Anyone who owns an LG smart TV must inform all guests and family members that they are being monitored – this is required by LG’s current terms of use. Meanwhile, LG monitors install potential malware and surveillance software on a connected Windows computer.
I’ve used an LG monitor for about 5 years, and never install the manufacturer’s software unless it looks genuinely useful. When I saw the Gamers Nexus video I went to check my installed apps, and sure enough there was LG’s monitor app, installed silently without my knowledge. I used Bulk Crap Uninstaller to get rid of it.
To prevent this kind of thing in future, run gpedit.msc and enable “Prevent automatic download of applications associated with device metadata” under Computer Configuration → Administrative Templates → System → Device Installation.
Same. I noticed earlier this month when I got a popup to install Mcafee, out of nowhere. I was mortified.
Or you could just change to an os that doesnt piss on its users constantly
Indeed. I use Linux most of the time, and MacOS a bit of the time, but the old Windows desktop is still there for the infrequent times when I need it to work on old music projects. I have it too dual-booting into Linux, so even it spends most of its time in a more sane OS.
Unfortunately, dual gpu and ray tracing setups don’t work very well on linux.
Sounds like a hostage situation
I didn’t watch the video, but maybe they said how this done.

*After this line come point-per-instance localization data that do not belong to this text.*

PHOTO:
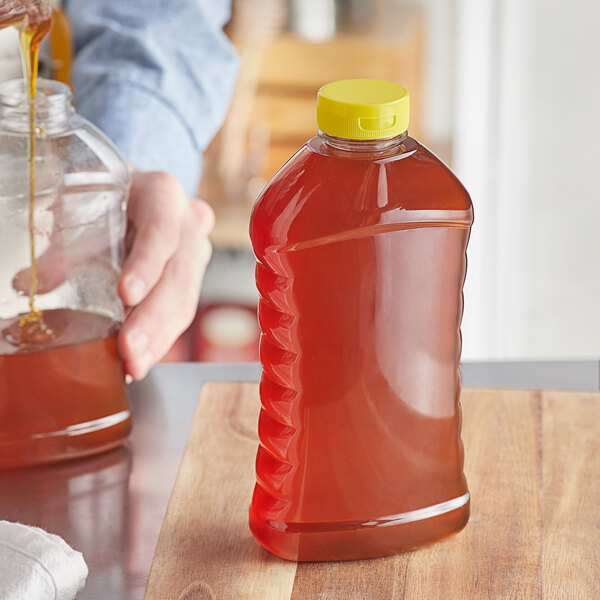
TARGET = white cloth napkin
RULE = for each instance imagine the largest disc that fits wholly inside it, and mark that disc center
(37, 565)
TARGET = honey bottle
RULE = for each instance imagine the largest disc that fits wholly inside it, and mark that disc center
(360, 242)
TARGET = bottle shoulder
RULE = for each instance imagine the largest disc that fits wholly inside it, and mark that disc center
(322, 191)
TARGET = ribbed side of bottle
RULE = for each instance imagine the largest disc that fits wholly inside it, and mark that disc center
(277, 428)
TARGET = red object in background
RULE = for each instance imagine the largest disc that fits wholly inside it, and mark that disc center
(181, 350)
(225, 332)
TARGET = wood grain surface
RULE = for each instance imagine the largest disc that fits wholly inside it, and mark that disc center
(532, 461)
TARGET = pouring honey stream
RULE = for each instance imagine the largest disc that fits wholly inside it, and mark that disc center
(33, 19)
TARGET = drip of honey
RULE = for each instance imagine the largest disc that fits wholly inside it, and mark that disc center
(33, 20)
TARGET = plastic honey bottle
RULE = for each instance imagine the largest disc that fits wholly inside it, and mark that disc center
(360, 242)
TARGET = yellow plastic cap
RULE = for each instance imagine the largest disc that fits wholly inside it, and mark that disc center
(363, 109)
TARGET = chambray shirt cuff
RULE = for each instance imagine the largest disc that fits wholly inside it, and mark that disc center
(120, 108)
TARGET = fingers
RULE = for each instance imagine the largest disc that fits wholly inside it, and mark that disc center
(156, 203)
(171, 270)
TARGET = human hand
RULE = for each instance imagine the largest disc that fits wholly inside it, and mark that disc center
(162, 275)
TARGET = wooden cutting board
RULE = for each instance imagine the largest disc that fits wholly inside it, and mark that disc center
(532, 460)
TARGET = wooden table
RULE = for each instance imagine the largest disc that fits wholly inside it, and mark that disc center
(532, 463)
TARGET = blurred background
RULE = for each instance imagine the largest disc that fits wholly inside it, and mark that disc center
(504, 91)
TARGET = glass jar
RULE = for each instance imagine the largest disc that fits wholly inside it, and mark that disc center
(62, 228)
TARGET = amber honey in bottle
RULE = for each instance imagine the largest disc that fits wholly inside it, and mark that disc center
(63, 188)
(360, 242)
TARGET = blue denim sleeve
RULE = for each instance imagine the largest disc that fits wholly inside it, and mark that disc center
(156, 76)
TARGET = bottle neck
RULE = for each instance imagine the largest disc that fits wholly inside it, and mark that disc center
(379, 145)
(52, 109)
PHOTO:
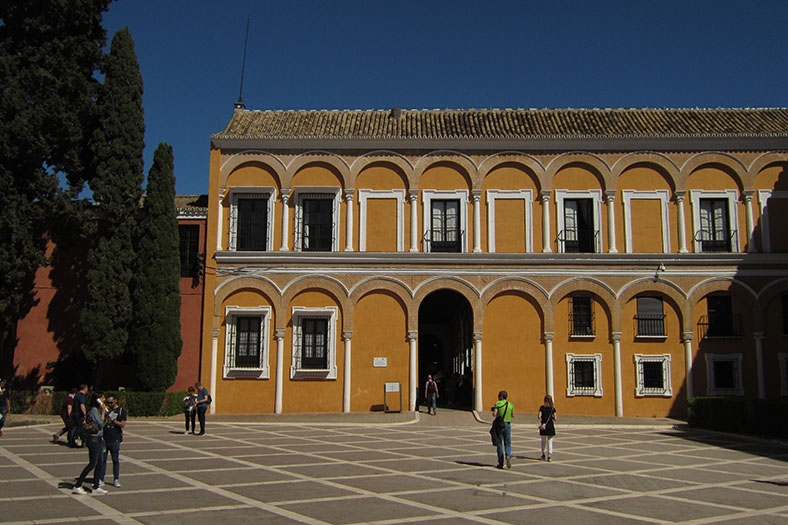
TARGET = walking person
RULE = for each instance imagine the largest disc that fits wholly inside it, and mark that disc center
(190, 408)
(5, 404)
(78, 413)
(504, 410)
(203, 400)
(65, 415)
(93, 428)
(113, 436)
(431, 392)
(547, 419)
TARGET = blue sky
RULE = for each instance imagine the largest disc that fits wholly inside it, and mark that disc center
(442, 54)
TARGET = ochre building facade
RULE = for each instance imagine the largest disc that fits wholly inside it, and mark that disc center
(623, 261)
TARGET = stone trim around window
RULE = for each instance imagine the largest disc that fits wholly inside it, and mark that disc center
(640, 388)
(525, 195)
(231, 314)
(399, 196)
(298, 314)
(237, 192)
(571, 389)
(738, 387)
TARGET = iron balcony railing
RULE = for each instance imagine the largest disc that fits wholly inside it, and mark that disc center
(578, 240)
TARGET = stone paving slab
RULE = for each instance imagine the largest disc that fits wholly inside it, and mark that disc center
(437, 470)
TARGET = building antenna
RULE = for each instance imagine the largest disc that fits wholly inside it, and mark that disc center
(239, 104)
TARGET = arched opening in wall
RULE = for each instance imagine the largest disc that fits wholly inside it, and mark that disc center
(446, 348)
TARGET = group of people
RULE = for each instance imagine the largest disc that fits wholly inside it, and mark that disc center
(100, 427)
(503, 411)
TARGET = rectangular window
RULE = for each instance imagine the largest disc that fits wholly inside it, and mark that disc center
(715, 234)
(652, 375)
(445, 226)
(252, 226)
(581, 316)
(579, 235)
(584, 375)
(650, 319)
(189, 249)
(725, 374)
(317, 233)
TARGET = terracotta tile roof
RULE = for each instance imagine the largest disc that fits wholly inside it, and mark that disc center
(505, 123)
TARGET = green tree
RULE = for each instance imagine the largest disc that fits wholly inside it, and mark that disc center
(49, 52)
(155, 336)
(116, 181)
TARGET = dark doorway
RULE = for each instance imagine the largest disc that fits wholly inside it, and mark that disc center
(446, 348)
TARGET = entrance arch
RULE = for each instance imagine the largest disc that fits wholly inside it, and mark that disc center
(446, 347)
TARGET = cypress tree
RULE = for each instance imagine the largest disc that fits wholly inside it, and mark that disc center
(116, 182)
(49, 52)
(155, 337)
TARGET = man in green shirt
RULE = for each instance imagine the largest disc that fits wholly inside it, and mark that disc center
(505, 410)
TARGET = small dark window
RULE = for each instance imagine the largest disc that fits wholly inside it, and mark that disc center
(318, 224)
(252, 233)
(650, 317)
(314, 343)
(189, 249)
(581, 318)
(653, 376)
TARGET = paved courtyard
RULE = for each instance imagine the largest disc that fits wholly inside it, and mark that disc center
(292, 472)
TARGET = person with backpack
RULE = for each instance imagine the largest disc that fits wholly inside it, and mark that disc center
(431, 394)
(203, 400)
(503, 411)
(93, 429)
(113, 436)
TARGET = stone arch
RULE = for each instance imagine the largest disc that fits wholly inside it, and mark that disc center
(527, 287)
(255, 283)
(734, 167)
(580, 158)
(383, 157)
(250, 157)
(675, 296)
(603, 292)
(465, 163)
(514, 158)
(646, 158)
(325, 284)
(319, 157)
(456, 284)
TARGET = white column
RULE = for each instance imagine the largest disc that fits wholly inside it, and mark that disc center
(548, 364)
(750, 221)
(349, 220)
(682, 223)
(477, 372)
(413, 368)
(214, 357)
(477, 220)
(759, 364)
(610, 196)
(285, 220)
(279, 334)
(220, 223)
(617, 373)
(346, 336)
(413, 196)
(546, 220)
(686, 338)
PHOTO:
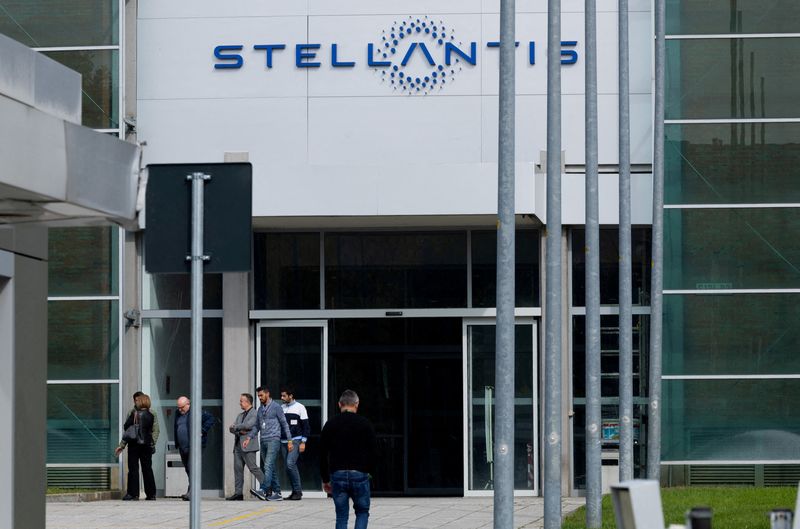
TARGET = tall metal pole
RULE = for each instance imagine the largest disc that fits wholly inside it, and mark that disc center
(594, 486)
(552, 367)
(625, 267)
(657, 278)
(195, 463)
(504, 364)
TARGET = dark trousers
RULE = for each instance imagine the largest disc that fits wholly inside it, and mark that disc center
(140, 455)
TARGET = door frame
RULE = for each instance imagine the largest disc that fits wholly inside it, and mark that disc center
(320, 324)
(467, 322)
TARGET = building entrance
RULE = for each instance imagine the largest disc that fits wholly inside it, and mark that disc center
(408, 374)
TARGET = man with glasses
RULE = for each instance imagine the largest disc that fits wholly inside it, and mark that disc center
(183, 435)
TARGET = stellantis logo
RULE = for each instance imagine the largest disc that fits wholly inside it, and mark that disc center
(415, 55)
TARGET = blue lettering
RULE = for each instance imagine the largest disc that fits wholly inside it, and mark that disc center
(371, 58)
(569, 56)
(472, 58)
(235, 57)
(268, 48)
(301, 56)
(335, 59)
(424, 50)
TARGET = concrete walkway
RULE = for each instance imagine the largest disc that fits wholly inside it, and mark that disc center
(410, 513)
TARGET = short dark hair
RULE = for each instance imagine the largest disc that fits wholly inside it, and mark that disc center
(349, 398)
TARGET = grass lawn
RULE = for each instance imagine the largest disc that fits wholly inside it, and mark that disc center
(733, 507)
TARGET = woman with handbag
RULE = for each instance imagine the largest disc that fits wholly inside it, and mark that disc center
(138, 437)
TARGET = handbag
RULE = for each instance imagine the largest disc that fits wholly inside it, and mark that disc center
(133, 434)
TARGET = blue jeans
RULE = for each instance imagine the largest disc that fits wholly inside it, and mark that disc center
(269, 454)
(291, 464)
(348, 484)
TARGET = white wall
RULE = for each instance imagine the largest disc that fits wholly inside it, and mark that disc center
(342, 141)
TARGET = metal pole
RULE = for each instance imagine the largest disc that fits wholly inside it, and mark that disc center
(657, 278)
(504, 363)
(625, 268)
(594, 485)
(197, 259)
(552, 396)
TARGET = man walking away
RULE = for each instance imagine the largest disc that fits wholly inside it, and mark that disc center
(270, 425)
(299, 427)
(183, 429)
(242, 456)
(348, 451)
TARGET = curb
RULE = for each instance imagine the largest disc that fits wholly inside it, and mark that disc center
(80, 497)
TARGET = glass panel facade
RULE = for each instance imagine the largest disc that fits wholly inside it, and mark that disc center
(169, 344)
(100, 71)
(706, 17)
(82, 423)
(393, 270)
(40, 23)
(83, 261)
(287, 271)
(292, 356)
(731, 420)
(174, 291)
(609, 266)
(481, 359)
(484, 268)
(732, 248)
(744, 163)
(732, 334)
(733, 78)
(83, 340)
(609, 380)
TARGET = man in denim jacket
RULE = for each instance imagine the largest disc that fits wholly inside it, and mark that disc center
(270, 423)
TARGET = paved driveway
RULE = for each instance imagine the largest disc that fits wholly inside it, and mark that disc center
(411, 513)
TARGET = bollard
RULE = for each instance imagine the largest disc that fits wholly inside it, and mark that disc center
(699, 518)
(780, 519)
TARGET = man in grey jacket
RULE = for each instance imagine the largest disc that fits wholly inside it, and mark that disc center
(241, 428)
(270, 423)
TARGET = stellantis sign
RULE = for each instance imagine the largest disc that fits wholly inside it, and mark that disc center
(416, 54)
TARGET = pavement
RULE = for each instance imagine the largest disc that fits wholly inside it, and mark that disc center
(409, 513)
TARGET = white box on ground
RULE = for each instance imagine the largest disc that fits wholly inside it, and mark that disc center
(637, 504)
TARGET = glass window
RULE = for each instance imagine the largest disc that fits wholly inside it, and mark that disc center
(733, 78)
(174, 291)
(82, 423)
(83, 261)
(706, 17)
(42, 23)
(100, 71)
(609, 266)
(287, 271)
(740, 163)
(731, 334)
(731, 420)
(82, 340)
(481, 358)
(169, 343)
(484, 268)
(395, 270)
(731, 248)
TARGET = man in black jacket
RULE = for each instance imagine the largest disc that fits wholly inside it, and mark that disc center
(183, 429)
(348, 451)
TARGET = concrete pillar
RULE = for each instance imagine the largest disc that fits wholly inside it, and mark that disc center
(237, 362)
(23, 381)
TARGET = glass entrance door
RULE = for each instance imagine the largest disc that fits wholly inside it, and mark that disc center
(294, 354)
(479, 373)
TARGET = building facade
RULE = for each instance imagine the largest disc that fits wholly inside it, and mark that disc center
(372, 130)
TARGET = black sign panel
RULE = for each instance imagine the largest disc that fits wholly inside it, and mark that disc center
(227, 220)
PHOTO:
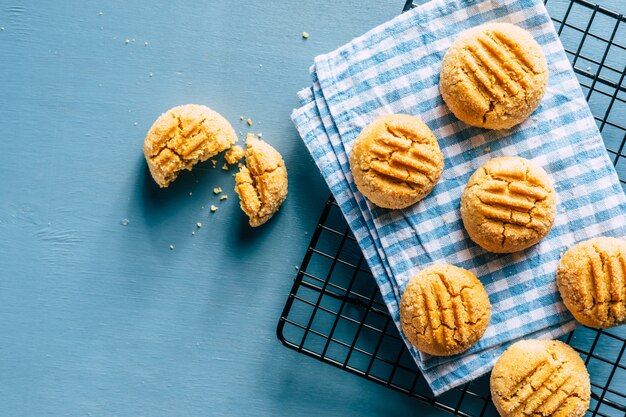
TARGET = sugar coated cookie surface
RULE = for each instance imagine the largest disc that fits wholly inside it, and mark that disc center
(592, 281)
(508, 204)
(396, 161)
(540, 378)
(182, 137)
(444, 310)
(262, 183)
(493, 76)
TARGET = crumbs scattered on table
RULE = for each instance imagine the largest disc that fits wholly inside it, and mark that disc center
(234, 154)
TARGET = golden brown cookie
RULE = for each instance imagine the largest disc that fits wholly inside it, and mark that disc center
(444, 310)
(508, 204)
(396, 161)
(540, 378)
(234, 154)
(592, 281)
(262, 183)
(183, 136)
(493, 76)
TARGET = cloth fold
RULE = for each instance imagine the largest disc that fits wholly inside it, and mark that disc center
(394, 68)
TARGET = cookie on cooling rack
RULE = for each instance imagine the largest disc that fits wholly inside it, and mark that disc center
(493, 76)
(396, 161)
(592, 281)
(540, 378)
(444, 310)
(508, 204)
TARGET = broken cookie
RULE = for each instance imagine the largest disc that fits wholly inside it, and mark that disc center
(262, 183)
(182, 137)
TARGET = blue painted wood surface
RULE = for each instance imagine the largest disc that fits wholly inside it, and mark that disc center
(102, 318)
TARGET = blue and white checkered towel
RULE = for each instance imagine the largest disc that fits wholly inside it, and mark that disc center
(394, 68)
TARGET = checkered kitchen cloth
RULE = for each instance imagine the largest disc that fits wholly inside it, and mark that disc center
(394, 68)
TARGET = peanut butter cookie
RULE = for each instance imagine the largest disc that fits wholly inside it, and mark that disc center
(262, 183)
(396, 161)
(493, 76)
(508, 205)
(592, 281)
(540, 378)
(444, 310)
(182, 137)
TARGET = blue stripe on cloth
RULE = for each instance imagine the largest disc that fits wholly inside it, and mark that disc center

If it installed silently, it must be getting pulled in via Windows update right? Where Microsoft just sees this a regular old driver for a device I would imagine?
I have an LG monitor, maybe about 5 years or older. But I don’t have windows so I assume it knows nothing.
EDIT: Nevermind. I went and watched the section at the beginning, and yep that is exactly how it is done. Does windows not even vet what a vendor hands them as a driver? Perhaps they don’t care, but this seems like an easily exploitable route.
I suspect the thoroughness of the vetting is inversely proportional to the size of the kickback to Microsoft.
Got me curious. Quick search and I found three windows drivers that had keyloggers hidden in them. Go figure it was HP!
HP Notebook Keyboard Drivers: Keylogging code was discovered in the SynTP.sys file, which was part of the Synaptics Touchpad driver shipped with certain HP notebook models.
HP Audio Drivers: Researchers found keylogging features within the Conexant HD Audio Driver (specifically version 1.0.0.46 and earlier) used in various HP laptops and other Windows systems.
Oh my God, I just checked and me too.
That’s what I thought was happening here. The headline is a bit incorrect… the monitor didn’t install the bloatware, Windows did.
Now the drivers/software that Windows installed is likely from the MS store/update path and was made and signed by LG, but still. Plug this monitor into linux and it’s not going to do it because linux doesn’t have that mechanism.